Employee Severance Package Under Fire

    A voluntary employee buyout program initiated by the UC Office of the President in an effort to reduce university spending recently became a subject of controversy, when a severance package amounting to $100,202 for a former UC administrator was approved by the UC Board of Regents.

    Linda Williams, after receiving a larger payout than any of the other 155 UCOP employees who had previously taken advantage of the Voluntary Severance Program, was hired on May 1 to work under UC Berkeley Chancellor Robert J. Birgeneau as associate chancellor for government, community and campus liaison.

    Though the Voluntary Separation Program requires participants who rejoin UCOP within a specified time period to return part or all of their severance packages, those who retain employment elsewhere in the UC system, like Williams, hold no such obligation.

    “I find it reprehensible that the UC administration continues to let these sweetheart deals go through,” state Sen. Leland Yee (D-San Francisco/San Mateo) said. “At the same time we are asking students to tighten their belts, the administrators can still live high on the hog.”

    A formula taking into account each employee’s current salary and number of years at UCOP is used to determine the size of each particular buyout package. Hayward said Williams should not be subject to reprimand for the generous size of her severance package.

    “Employees are in no way at fault for accepting an offer that we made them,” Hayward said. “The amount of the buyouts is far outweighed by the administrational savings that we have on an ongoing basis.”

    As campuses throughout the UC system debate raising undergraduate tuition and accepting fewer students in coming years in an effort to compensate for a troubling lack of state funding, many view buyouts like Williams’ as a double standard.

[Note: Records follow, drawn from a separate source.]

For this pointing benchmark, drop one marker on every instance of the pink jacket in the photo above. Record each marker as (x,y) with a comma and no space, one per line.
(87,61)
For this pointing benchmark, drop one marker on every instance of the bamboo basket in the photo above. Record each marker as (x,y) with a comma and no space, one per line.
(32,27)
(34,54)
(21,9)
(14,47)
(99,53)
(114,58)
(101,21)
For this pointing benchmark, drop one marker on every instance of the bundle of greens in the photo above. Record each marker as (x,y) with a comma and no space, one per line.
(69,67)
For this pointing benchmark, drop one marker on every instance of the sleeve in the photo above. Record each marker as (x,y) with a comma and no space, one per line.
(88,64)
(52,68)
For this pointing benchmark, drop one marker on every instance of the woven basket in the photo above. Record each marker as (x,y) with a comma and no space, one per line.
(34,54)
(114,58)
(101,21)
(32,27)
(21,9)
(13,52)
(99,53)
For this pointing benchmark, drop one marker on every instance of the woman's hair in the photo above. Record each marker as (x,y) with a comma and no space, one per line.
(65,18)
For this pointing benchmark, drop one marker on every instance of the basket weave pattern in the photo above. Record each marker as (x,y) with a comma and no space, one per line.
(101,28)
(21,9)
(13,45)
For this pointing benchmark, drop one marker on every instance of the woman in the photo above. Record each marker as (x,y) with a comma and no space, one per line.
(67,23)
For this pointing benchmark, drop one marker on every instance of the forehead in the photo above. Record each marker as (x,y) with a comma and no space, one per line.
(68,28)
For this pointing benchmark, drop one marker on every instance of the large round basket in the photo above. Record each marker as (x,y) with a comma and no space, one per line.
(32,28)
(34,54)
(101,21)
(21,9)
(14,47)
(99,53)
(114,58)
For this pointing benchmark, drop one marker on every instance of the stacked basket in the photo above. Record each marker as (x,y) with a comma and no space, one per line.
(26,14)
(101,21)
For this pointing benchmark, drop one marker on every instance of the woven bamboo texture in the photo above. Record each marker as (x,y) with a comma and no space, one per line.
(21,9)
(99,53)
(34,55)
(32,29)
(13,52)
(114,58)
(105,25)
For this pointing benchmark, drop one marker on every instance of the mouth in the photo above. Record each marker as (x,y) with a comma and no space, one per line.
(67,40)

    “[The UC Board of Regents] should be a lot more sensitive to students when they approve these sweetheart contracts,” Yee said. “These kinds of severance packages are a slap in the face to our students. You wonder about what kind of role models the adults making these decisions want to be for our students.”

    The UCOP buyout program was initiated by the university a year ago in an effort to reduce the office’s expenditures by cutting back on labor, which included a limited number of layoffs, in addition to the voluntary departure of those in the program.

    “The Voluntary Separation Program, a one-time program which is now over, was a buyout program that essentially said to employees that if they would like to leave the University of California Office of the President, they could do this and receive a financial buyout for doing so,” UC spokesman Brad Hayward said.

    UCOP estimates that the Voluntary Separation Program has saved the university $5 million after one year, and that its total cost-reduction efforts will account for overall savings of $30 million.

    “There’s been a good deal of different consolidation of activities at UCOP,” Hayward said. “For example, we took the business processing unit of each department and centralized these operations into smaller units that serve the entire office.”

    Lee said further open discussion is needed to reduce controversy over buyout packages such as Williams’.
    “What should happen is a lot more deliberation about these particular contracts,” he said. “They happen in the dark of night and there’s no public conversation about it.”